Die Lauser mixes traditional acoustic Austrian instruments with keyboards, drums and guitar… and bagpipes. The result is the perfect kind of clap-and-stomp-along anthems for audience participation, making the tartan-toting band a favourite at festivals throughout Austria and Germany. This year the band took its unique sound to the USA, headlining each of the four nights of the annual German Fest (billed as Milwaukee’s Original Haus Party). Normally, the band tours with DiGiCo SD8 mixers. However, the popularity of the console meant an SD8 wasn’t available, but the unique ability to assign anything anywhere on the console, combined with DiGiCo’s new SD Convert software meant a change to SD9s for German Fest was a breeze.

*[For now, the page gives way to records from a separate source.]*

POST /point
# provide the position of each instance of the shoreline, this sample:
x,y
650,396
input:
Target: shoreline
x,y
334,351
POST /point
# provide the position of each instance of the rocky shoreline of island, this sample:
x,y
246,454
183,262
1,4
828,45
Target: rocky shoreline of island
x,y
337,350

“We were on tour in Europe until two days before the US shows, so we had no time to ship our equipment to the USA,” says the band’s Front of House engineer and production manager Mario Held. “We rented what we needed for German Fest from Clearwing Productions and, as we were going to be using an SD9 in this instance, I tried the new SD Convert Software to convert my show files from the SD8 to the SD9.”
Four of the band members play between three and eight different instruments each, so Mario normally has over 50 console inputs. He managed to bring it down to under 40 for German Fest by sharing some instrument inputs and reducing the amount of effects, which meant the show could be mixed on the SD9.

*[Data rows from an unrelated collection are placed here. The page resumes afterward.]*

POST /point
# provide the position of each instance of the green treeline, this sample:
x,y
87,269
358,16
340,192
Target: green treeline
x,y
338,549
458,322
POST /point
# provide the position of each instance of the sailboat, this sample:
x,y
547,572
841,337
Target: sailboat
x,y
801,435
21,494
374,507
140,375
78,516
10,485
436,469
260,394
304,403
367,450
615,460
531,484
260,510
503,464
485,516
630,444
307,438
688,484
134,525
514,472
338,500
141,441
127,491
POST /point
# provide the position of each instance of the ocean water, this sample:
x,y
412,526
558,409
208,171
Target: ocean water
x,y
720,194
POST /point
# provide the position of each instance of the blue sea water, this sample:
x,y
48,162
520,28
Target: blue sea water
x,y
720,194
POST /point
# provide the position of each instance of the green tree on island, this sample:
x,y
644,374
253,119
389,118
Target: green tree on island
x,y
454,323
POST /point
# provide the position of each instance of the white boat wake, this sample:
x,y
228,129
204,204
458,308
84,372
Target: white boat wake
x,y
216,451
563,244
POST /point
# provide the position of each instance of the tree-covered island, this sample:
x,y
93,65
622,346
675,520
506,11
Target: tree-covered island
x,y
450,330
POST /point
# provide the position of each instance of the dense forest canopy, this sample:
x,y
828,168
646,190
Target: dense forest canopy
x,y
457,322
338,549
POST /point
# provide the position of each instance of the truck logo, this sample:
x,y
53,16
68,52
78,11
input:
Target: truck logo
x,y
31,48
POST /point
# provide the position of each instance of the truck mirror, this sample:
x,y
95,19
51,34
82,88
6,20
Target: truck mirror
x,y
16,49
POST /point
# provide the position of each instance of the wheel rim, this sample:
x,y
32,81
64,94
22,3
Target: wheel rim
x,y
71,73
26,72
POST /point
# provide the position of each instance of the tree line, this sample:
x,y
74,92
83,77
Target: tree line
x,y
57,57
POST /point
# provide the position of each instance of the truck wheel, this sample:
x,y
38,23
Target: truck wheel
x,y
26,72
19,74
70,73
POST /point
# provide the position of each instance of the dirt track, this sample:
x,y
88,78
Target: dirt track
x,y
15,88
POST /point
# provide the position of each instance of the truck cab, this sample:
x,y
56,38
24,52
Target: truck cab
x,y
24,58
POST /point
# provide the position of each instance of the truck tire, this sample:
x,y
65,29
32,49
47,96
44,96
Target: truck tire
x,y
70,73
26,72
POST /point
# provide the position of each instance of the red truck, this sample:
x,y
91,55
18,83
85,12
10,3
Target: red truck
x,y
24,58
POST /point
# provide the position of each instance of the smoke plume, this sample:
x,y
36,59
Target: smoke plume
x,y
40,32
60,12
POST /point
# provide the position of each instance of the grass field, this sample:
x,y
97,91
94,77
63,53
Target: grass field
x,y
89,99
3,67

“I had just 24 faders instead of the 36 I have on the SD8, but I found I could easily modify the layers, set spills and groups during the soundcheck and ended up with a nice working setup. After the first show I pretty much forgot that I only had two thirds the number of the faders that I am used to,” he continues. “During one song one band member plays seven different instruments, so the SD8 allows me to be as flexible as they are. It was an interesting challenge to do it on the SD9, but we managed it and overall everything worked very well.”
The fact that Mario could transfer the show to the smaller console with ease and their identical sonic quality only reinforced his faith in DiGiCo. “I like the sound of all DiGiCo consoles, the SD8 and SD9 both have a small footprint with very good workflow and snapshot management, while the dynamic EQs and DigiTube emulations help me to get the band sounding better and better,” he says.
“I carry very little outboard, but I always have the UB Madi interface with me. We do 15-25 gigs every month in the summer and it allows me to quickly do a virtual soundcheck with a MacBook. In the past two years we’ve done something like 90% of the shows without the band needing to soundcheck.
“Doing so many shows, most of all I need everything to work perfectly all the time. DiGiCo gives me that.”